Artificial Intelligence | Educational Science

Home

AI chatbots need to be much better at remembering things. Have scientists just cracked their terrible memory problem?

Artificial intelligence (AI) chatbots are terrible at remembering things — both between separate conversations and even during the same conversation. But two recent breakthroughs might completely change this.

If you talk to a large language model (LLM) like OpenAI's ChatGPT for long enough, it will begin to forget crucial pieces of information — especially if the conversation stretches on for more than 4 million words of input. Its performance then begins to deteriorate rapidly.

Meanwhile, ChatGPT and other LLMs can't retain information between conversations. For example, if you finish one conversation and reboot ChatGPT a week later, the chatbot won't remember anything from the previous exchange.

But two separate teams have potentially found solutions to these memory issues. A team of scientists led by the Massachusetts Institute of Technology (MIT) have pinpointed the reason AI forgets things mid-conversation and come up with a method to fix it, while developers at OpenAI have begun testing long-term memory, in which you can tell ChatGPT to remember parts of conversations, ask it what it remembers and later tell it to forget something — or wipe its memory completely.

Improving mid-conversation performance

The scientists found that they could improve chatbots' short-term memory by changing how the key-value cache — the chatbot's short-term memory — stores and replaces tokens, where one token is a chunk of input text. The scientists dubbed their new approach "StreamingLLM" and presented their findings in a paper published on Dec. 12, 2023 in the pre-print server arXiv.

Related: ChatGPT will lie, cheat and use insider trading when under pressure to make money, research shows

A chatbot's memory is limited, so it evicts the oldest tokens and replaces them with newer tokens as the conversation continues. But applying StreamingLLM to an LLM means it can retain the first four tokens — before evicting the fifth token onwards. This means it will still forget things — because of the nature of its limited memory — but remember the very first interactions.

The order of the tokens (and whether they are labeled first, second, third, and so on) also matters because they feed into an "attention map" for the active conversation. This maps out how strongly each token relates to other tokens.

For example, if the fifth token is evicted, you may expect the sixth token to become the new fifth token. But for StreamingLLM to work, tokens must remain encoded as they were originally.

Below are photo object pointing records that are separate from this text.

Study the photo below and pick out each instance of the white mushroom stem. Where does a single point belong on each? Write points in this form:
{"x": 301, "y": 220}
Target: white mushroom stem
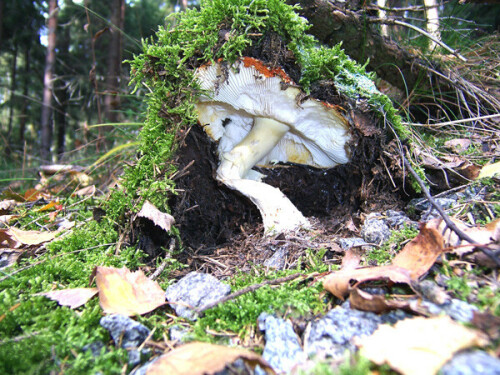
{"x": 278, "y": 213}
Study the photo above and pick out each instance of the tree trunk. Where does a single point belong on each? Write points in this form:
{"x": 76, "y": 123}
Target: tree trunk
{"x": 24, "y": 107}
{"x": 114, "y": 61}
{"x": 348, "y": 22}
{"x": 13, "y": 84}
{"x": 61, "y": 95}
{"x": 432, "y": 15}
{"x": 1, "y": 21}
{"x": 46, "y": 123}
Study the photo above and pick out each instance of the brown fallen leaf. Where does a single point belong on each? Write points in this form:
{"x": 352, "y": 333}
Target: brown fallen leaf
{"x": 488, "y": 323}
{"x": 17, "y": 237}
{"x": 419, "y": 346}
{"x": 338, "y": 283}
{"x": 481, "y": 235}
{"x": 7, "y": 204}
{"x": 163, "y": 220}
{"x": 379, "y": 304}
{"x": 458, "y": 145}
{"x": 127, "y": 293}
{"x": 419, "y": 254}
{"x": 73, "y": 298}
{"x": 203, "y": 359}
{"x": 412, "y": 262}
{"x": 352, "y": 258}
{"x": 8, "y": 257}
{"x": 86, "y": 191}
{"x": 490, "y": 170}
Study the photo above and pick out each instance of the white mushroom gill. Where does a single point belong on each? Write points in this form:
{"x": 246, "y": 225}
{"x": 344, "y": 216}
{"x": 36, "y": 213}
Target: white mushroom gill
{"x": 258, "y": 119}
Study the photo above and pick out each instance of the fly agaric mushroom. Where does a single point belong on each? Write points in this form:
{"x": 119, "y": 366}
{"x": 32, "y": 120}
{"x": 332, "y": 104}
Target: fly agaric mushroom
{"x": 256, "y": 114}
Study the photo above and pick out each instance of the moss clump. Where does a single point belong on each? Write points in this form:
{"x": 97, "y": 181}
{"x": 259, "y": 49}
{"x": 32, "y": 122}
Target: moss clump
{"x": 226, "y": 29}
{"x": 292, "y": 298}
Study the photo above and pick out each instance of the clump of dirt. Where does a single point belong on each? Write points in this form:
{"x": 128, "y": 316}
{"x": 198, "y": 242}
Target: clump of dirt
{"x": 211, "y": 216}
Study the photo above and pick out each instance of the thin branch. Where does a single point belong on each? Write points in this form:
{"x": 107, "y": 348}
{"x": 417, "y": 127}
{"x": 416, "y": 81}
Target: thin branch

In this example, the sixth token must not be encoded as the new "fifth" token just because it is now fifth in line — but remain encoded as the sixth token.

These two changes mean a chatbot performs just as effectively beyond 4 million words as it did before, the scientists said in their paper. It's also 22 times faster than another short-term memory method that avoids performance crashing by constantly recomputing part of the earlier conversation.

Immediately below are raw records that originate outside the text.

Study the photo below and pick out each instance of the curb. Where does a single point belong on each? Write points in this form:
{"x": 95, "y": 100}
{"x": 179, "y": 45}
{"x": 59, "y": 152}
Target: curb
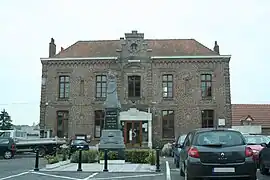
{"x": 56, "y": 165}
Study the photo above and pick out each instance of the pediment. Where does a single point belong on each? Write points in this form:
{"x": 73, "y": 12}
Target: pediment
{"x": 133, "y": 66}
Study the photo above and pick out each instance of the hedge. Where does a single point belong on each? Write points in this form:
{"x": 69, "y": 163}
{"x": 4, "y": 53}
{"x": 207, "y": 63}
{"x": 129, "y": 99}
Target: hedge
{"x": 145, "y": 156}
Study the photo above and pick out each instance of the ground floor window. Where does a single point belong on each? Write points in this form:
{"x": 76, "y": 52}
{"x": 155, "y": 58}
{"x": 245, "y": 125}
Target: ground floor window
{"x": 99, "y": 122}
{"x": 168, "y": 124}
{"x": 207, "y": 118}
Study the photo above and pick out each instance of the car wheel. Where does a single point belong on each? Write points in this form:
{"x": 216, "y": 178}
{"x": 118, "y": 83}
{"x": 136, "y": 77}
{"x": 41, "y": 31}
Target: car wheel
{"x": 253, "y": 178}
{"x": 263, "y": 170}
{"x": 187, "y": 176}
{"x": 41, "y": 152}
{"x": 182, "y": 174}
{"x": 177, "y": 163}
{"x": 8, "y": 155}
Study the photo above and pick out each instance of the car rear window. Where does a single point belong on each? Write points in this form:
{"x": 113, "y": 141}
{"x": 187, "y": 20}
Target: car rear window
{"x": 4, "y": 141}
{"x": 256, "y": 139}
{"x": 182, "y": 139}
{"x": 219, "y": 138}
{"x": 78, "y": 141}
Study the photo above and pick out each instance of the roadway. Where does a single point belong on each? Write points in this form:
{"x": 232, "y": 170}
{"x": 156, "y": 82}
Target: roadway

"Now, with this method, we can persistently deploy these large language models. By making a chatbot that we can always chat with, and that can always respond to us based on our recent conversations, we could use these chatbots in some new applications," said study lead author Guangxuan Xiao, an electrical engineering and computer science graduate student at MIT, in a statement.

StreamingLLM has already been incorporated into Nvidia's open source LLM model optimization library called TensorRT-LLM — which is used by developers as a foundation for their own AI models. The researchers also plan to improve StreamingLLM by designing it to find and reincorporate tokens that have been evicted if they're needed again.

ChatGPT will never forget

OpenAI is also testing a method to improve ChatGPT's long-term memory, so that users can continue conversations and effectively build a working relationship with the AI chatbot.

When conversing with the LLM, users can ask ChatGPT to remember something specific or to grant it autonomy to remember elements of the conversation that it deems appropriate to store for later. These memories are not linked with specific conversations, so deleting chats does not erase memories — the memory itself must be deleted in a separate interface. Unless these are manually deleted, starting a new chat will pre-load ChatGPT with previously saved memories.